4 cups Very fresh heavy cream (not ultra-pasteurized)
1 cup Plain yogurt with live cultures or cultured all-natural sour cream (or buttermilk from a previous batch)
1/2 teaspoon Kosher salt, or to taste (optional)
How to Make It
Heat cream in a large saucepan over low heat until it reaches 70 degrees. Pour into large bowl and stir in yogurt. Cover tightly with plastic wrap and let sit at room temperature (ideally 72 degrees) for 24 hours. The mixture will thicken slightly and resemble pancake batter. The ambient temperature of the room is critical. Too warm and the milk goes bad. Too cool and the culture won’t grow.

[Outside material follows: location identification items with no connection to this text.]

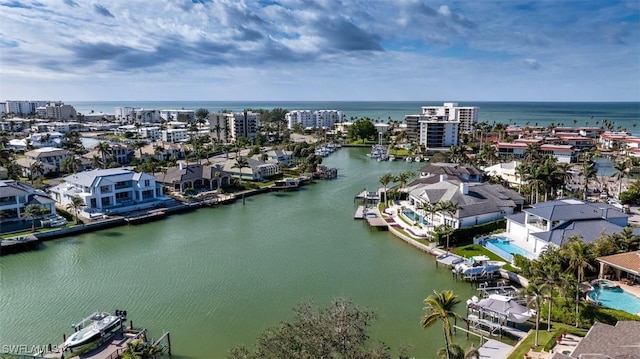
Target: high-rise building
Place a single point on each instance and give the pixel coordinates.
(467, 115)
(314, 119)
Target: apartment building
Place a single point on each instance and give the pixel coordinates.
(314, 119)
(466, 115)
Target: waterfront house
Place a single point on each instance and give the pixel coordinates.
(194, 176)
(280, 156)
(506, 171)
(16, 195)
(554, 222)
(109, 190)
(258, 170)
(434, 172)
(622, 266)
(477, 202)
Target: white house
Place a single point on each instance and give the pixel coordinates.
(553, 222)
(16, 195)
(109, 190)
(477, 202)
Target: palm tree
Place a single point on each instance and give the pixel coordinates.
(622, 171)
(36, 170)
(450, 208)
(241, 163)
(104, 149)
(535, 292)
(440, 306)
(589, 172)
(385, 179)
(579, 259)
(75, 205)
(31, 212)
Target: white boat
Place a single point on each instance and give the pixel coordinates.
(478, 265)
(93, 328)
(501, 307)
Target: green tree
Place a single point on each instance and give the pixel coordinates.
(362, 129)
(441, 306)
(535, 294)
(337, 331)
(580, 257)
(36, 169)
(104, 149)
(241, 163)
(32, 212)
(385, 179)
(75, 205)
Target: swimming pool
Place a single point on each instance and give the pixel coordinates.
(505, 248)
(413, 216)
(615, 298)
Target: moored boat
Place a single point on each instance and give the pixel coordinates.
(478, 265)
(93, 328)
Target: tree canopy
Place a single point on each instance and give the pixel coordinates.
(337, 331)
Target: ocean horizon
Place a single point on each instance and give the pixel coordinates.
(623, 114)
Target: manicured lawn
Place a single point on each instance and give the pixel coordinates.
(478, 250)
(544, 338)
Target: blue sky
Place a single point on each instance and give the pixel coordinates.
(320, 50)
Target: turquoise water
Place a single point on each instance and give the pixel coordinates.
(624, 114)
(507, 246)
(616, 299)
(217, 277)
(414, 216)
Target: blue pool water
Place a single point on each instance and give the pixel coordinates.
(616, 299)
(507, 246)
(413, 216)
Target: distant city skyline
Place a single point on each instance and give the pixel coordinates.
(329, 50)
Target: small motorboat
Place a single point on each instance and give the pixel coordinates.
(478, 265)
(93, 328)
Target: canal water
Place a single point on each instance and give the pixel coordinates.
(217, 277)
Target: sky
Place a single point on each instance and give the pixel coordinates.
(324, 50)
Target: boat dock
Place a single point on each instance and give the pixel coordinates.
(449, 259)
(489, 328)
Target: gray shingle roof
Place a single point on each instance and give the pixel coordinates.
(190, 173)
(481, 198)
(588, 230)
(573, 209)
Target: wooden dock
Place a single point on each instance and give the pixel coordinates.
(377, 222)
(449, 259)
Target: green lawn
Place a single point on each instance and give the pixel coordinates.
(478, 250)
(545, 339)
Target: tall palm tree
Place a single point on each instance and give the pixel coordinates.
(75, 205)
(385, 179)
(622, 171)
(450, 208)
(441, 306)
(32, 212)
(589, 172)
(579, 259)
(36, 170)
(241, 163)
(104, 149)
(535, 293)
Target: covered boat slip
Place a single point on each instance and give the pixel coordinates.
(494, 314)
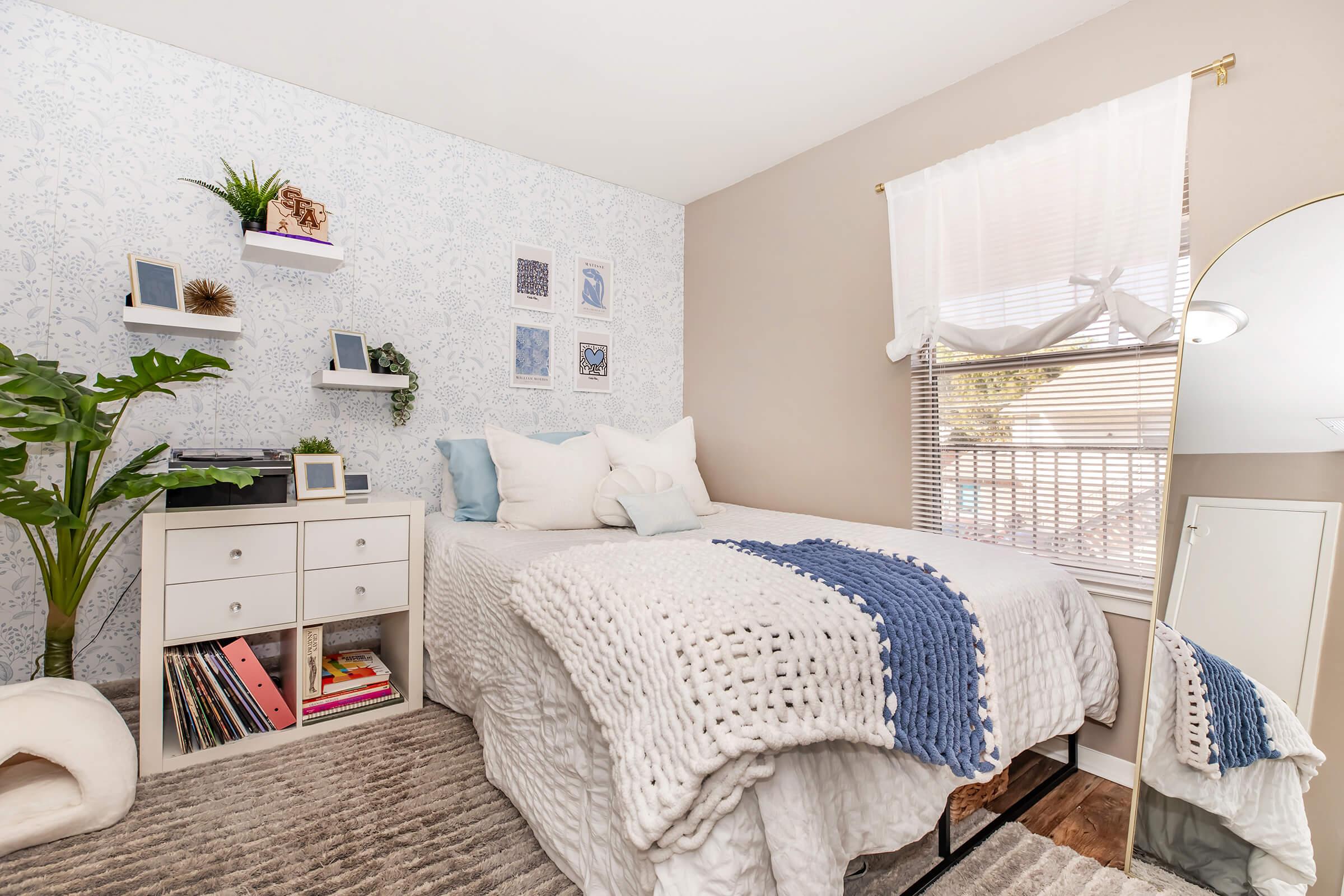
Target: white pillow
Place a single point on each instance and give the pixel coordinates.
(548, 487)
(626, 480)
(671, 452)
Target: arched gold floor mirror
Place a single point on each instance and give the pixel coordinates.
(1242, 687)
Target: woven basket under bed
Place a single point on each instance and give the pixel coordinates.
(968, 799)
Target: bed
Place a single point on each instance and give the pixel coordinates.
(795, 832)
(1244, 829)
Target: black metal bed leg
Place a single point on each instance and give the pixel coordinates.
(948, 857)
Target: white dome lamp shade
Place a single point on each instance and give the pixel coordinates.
(1208, 321)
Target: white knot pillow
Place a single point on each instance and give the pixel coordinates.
(627, 480)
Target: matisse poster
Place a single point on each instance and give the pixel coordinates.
(533, 363)
(592, 362)
(593, 288)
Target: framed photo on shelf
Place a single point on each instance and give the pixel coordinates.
(348, 351)
(319, 476)
(155, 284)
(531, 361)
(592, 362)
(595, 288)
(531, 272)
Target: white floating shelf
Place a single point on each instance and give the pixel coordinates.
(361, 381)
(287, 251)
(160, 320)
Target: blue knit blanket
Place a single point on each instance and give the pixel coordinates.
(933, 654)
(1233, 729)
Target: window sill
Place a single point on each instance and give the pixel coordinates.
(1120, 600)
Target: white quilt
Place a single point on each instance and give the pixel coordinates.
(794, 832)
(1261, 804)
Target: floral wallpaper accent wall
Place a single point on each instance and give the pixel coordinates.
(97, 125)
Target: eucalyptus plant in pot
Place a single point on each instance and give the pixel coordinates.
(41, 403)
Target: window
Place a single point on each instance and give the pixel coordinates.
(1061, 452)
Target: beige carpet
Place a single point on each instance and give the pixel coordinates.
(405, 808)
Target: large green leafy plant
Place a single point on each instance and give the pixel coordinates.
(41, 403)
(248, 195)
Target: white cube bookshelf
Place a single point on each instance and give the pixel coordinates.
(210, 573)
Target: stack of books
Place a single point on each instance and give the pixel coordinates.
(351, 682)
(220, 693)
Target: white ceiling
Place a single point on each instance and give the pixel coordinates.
(1264, 389)
(676, 100)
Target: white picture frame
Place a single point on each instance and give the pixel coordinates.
(319, 476)
(531, 355)
(592, 362)
(533, 277)
(355, 359)
(595, 288)
(150, 287)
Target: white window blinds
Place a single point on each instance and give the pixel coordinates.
(1060, 450)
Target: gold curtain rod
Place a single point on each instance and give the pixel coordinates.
(1220, 66)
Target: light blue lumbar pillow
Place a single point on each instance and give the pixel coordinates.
(659, 512)
(475, 484)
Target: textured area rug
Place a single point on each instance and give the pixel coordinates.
(404, 806)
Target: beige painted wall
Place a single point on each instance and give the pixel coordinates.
(1291, 477)
(788, 288)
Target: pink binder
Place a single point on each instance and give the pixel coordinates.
(259, 684)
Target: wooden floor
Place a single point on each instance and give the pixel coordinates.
(1086, 813)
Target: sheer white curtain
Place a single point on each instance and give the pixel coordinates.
(1023, 244)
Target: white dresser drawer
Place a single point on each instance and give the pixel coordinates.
(342, 590)
(202, 609)
(342, 543)
(230, 553)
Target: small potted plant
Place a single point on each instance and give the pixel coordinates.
(386, 359)
(246, 195)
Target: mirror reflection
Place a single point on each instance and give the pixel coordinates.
(1238, 692)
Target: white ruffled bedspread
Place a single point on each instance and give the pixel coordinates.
(794, 832)
(1261, 804)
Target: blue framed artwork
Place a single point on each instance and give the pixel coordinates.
(592, 362)
(155, 284)
(348, 351)
(595, 288)
(530, 356)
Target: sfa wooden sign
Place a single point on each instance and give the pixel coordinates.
(295, 214)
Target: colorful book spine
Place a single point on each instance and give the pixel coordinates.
(260, 685)
(312, 662)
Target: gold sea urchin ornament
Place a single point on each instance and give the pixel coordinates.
(209, 297)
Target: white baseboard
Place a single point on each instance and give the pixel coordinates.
(1090, 760)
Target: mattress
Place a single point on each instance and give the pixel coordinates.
(794, 833)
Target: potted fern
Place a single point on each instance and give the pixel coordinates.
(39, 405)
(246, 195)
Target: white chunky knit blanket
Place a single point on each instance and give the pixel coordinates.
(701, 661)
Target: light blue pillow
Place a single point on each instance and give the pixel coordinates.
(659, 512)
(475, 484)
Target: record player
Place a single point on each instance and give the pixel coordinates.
(272, 487)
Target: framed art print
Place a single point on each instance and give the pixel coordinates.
(592, 362)
(533, 270)
(530, 355)
(155, 284)
(593, 288)
(319, 476)
(348, 351)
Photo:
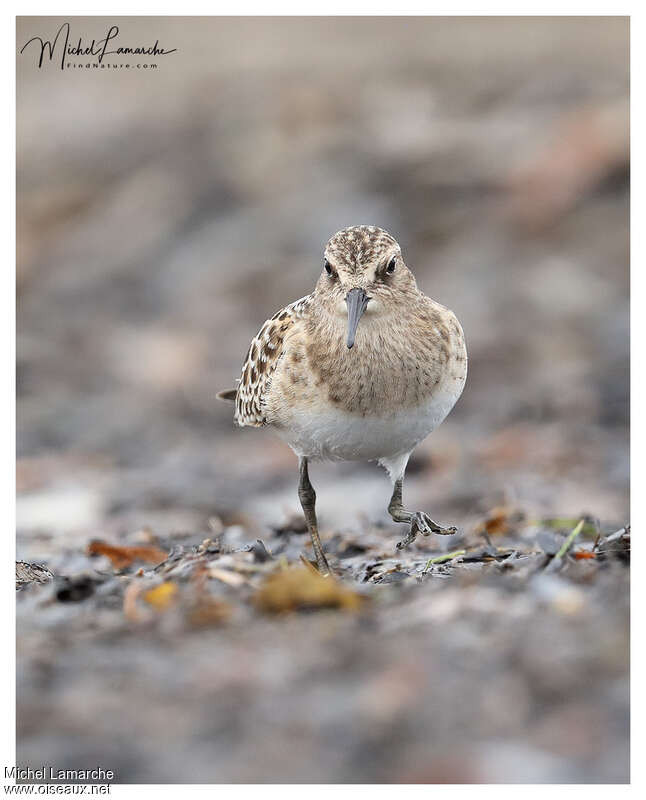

Stir gently and pour into bowl of food processor fitted with metal blade. Process on high speed for 5 to 8 minutes or until small bits of butter form. Strain through a fine-mesh sieve into a large bowl. Let sit 10 minutes, pressing gently on butter with a clean spoon from time to time to encourage draining.
Rinse butter (still in sieve) under cold running water, pressing and squeezing with clean fingertips to help butter form a firmer lump. Fill a large bowl with ice water. Add lump of butter and knead gently to remove last traces of buttermilk, which will make the water turn cloudy. Drain and repeat until water remains clear. This might take 2 to 4 changes of ice water.
For unsalted butter, transfer into clean glass container or wrap tightly in plastic wrap and refrigerate. For salted butter, press butter into a slab on a clean work surface. Sprinkle butter with salt. Fold butter over in thirds as if folding a letter to gently blend in the salt. Taste the butter and add more salt, if desired. Transfer into clean glass container or wrap tightly in plastic wrap and refrigerate.
Pour buttermilk into a clean glass jar, cover tightly, and store refrigerated for up to two weeks.